My wife and I were discussing this question, for it’s been in the news. As an outsider, from elsewhere, she felt such a question is just smalltalk, designed to break the ice, coming after the obligatory comments about the weather and, “Did you watch the match last night?”
But perhaps her response is based upon the different contexts in which we find ourselves: the difference between connecting and otherising. In Turkey, it would be considered perfectly normal for one person to ask another, “Are you Las, Georgian or Hamşen?” each being one of many local ethnicities that might be suggested by accent or dialect. As for me, if I replied that I am English, they would immediately guffaw, “David Beckham!”
I could confirm that such smalltalk is just as common here. At university, “Where are you from?” was a standard icebreaker whenever meeting someone new. In my case, I’d reply, “near York.” New York?! Wow, that’s amazing. “No, no, not New York, near York.” Oh, oh, right, that’s er, not nearly as interesting. At work, too, colleagues will ask exactly the same question because of my subtle northern twang.
But that’s obviously not the context in which this question was asked of the founder of the charity Sistah Space at Buckingham Palace, wherein the line of questions was interpreted more as an interrogation than as friendly conversation. Indeed, it reportedly ended with hostile words in a condescending tone, which made the guest feel very uncomfortable.
Many will relate to that, feeling this line of questioning is less about taking an interest in an individual’s lineage or heritage, and much more about making them feel like an outsider who does not belong. In some ways, I could relate to either position.
In my nearly twenty-five years wandering amongst Muslim communities, I have been asked this question repeatedly.
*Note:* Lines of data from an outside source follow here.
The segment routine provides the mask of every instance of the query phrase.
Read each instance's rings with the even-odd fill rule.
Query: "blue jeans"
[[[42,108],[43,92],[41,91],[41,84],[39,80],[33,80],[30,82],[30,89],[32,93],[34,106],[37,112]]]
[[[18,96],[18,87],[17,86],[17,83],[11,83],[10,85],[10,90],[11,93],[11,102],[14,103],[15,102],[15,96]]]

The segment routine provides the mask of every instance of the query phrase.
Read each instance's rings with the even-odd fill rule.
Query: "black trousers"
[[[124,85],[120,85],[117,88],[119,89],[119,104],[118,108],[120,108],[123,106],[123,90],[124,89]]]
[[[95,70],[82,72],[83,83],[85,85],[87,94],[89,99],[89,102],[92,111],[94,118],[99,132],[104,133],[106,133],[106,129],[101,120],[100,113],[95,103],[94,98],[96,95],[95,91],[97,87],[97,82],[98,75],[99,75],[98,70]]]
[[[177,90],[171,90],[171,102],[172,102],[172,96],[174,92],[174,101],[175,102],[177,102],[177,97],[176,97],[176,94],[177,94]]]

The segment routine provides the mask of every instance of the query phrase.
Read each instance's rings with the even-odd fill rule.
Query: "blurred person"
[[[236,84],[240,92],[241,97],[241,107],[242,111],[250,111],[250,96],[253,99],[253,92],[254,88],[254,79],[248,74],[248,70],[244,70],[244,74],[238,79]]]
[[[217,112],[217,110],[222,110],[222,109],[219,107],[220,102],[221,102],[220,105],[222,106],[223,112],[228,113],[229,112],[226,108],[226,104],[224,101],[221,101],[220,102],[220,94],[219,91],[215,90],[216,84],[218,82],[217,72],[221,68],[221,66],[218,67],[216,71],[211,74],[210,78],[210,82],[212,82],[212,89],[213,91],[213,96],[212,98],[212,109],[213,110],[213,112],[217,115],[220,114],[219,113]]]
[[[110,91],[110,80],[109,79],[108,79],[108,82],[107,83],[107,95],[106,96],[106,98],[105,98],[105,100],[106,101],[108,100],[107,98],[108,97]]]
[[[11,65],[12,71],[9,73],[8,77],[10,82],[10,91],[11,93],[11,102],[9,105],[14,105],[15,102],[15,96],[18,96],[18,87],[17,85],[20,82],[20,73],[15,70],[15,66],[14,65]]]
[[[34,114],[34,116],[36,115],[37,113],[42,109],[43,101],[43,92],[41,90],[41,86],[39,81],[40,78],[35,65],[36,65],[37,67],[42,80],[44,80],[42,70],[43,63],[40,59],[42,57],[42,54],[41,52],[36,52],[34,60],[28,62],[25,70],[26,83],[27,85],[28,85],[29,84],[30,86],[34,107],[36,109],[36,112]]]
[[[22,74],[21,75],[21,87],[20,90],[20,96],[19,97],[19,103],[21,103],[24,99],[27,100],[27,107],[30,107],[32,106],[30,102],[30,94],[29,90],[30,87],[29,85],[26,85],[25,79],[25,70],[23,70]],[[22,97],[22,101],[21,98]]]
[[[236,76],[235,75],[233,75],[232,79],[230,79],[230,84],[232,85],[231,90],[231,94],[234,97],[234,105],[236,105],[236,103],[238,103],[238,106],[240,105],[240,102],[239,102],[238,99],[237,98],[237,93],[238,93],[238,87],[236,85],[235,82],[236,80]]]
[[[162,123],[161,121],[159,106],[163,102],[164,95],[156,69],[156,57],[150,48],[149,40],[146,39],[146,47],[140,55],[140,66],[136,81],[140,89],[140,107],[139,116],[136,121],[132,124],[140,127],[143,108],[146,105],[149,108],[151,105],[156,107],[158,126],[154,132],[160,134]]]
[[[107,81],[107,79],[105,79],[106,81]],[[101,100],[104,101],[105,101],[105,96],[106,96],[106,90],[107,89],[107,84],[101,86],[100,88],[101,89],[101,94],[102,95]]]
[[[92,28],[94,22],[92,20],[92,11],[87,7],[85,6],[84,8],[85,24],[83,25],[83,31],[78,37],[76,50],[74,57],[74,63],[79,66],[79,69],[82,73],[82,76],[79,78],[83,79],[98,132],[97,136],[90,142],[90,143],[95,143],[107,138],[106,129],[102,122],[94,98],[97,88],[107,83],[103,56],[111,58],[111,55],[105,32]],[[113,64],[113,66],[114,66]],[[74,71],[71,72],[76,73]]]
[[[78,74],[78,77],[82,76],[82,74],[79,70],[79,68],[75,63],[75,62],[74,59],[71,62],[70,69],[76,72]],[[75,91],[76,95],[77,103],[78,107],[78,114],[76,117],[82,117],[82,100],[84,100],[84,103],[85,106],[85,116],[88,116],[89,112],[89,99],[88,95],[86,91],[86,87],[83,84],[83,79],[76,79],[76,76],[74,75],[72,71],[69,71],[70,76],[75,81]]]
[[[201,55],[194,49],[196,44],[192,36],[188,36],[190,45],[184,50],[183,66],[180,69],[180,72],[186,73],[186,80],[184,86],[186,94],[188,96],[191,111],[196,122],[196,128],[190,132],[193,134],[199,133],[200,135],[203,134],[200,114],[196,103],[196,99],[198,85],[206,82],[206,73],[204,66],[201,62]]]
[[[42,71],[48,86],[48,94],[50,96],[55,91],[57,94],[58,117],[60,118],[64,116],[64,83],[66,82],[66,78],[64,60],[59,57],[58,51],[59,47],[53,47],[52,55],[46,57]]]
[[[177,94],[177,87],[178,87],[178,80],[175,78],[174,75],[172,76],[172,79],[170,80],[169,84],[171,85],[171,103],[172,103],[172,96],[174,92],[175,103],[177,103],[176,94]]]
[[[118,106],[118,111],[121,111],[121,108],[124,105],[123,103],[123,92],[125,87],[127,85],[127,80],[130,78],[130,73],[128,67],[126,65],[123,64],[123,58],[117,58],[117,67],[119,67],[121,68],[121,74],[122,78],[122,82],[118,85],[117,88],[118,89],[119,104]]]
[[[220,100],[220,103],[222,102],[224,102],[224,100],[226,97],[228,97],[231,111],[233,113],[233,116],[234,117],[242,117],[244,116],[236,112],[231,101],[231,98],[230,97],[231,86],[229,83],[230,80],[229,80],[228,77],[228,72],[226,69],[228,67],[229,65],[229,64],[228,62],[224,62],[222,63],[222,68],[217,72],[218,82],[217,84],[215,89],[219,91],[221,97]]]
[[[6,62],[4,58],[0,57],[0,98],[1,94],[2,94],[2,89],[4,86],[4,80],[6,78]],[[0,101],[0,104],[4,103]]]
Often those asking are elderly folk, whom I presume to be genuinely curious to work out where I am from, given that I look a little different to the majority of congregations.
If I am out of area, I will first name the town I live in. If they then respond, “No, originally?” I will say that I’m originally from Hull. If they then say, “No, no, originally, originally,” my response will depend on whether I like the person or not. If I feel they’re being an idiot, I’ll simply reply, “Water.” Otherwise, I’ll just describe myself as a restless native, a quarter Irish.
This will satisfy all but the most stubborn of folk. The latter are the type who will go on to persuade me that I’m actually Syrian or Bosnian. You can’t do much about these types. But as for the rest, I think I’d agree with my beloved: yes, it is just friendly small talk, designed to break the ice. For sure, I’d rather this question than some awkward discussion about football.
But I am a white male, whose belonging is never questioned, so this is easy for me to say. My wife, although her skin is more or less the same colour as mine, is occasionally reminded that she is from somewhere else, either as a result of her accent, because she was overheard speaking a different language, or due her dress. But others, more visibly distinct, find themselves reminded of their otherness constantly. For such folk, I can imagine these persistent questions really grate.
So if you must ask, do so carefully. If a person indicates that they think it none of your business, respect that. If, on the other hand, they’re proud of their long lineage, prepare to be bamboozled. Beware, especially, of those who were given a DNA testing kit for Christmas. You may need to grab a chair for the answer to that particular question.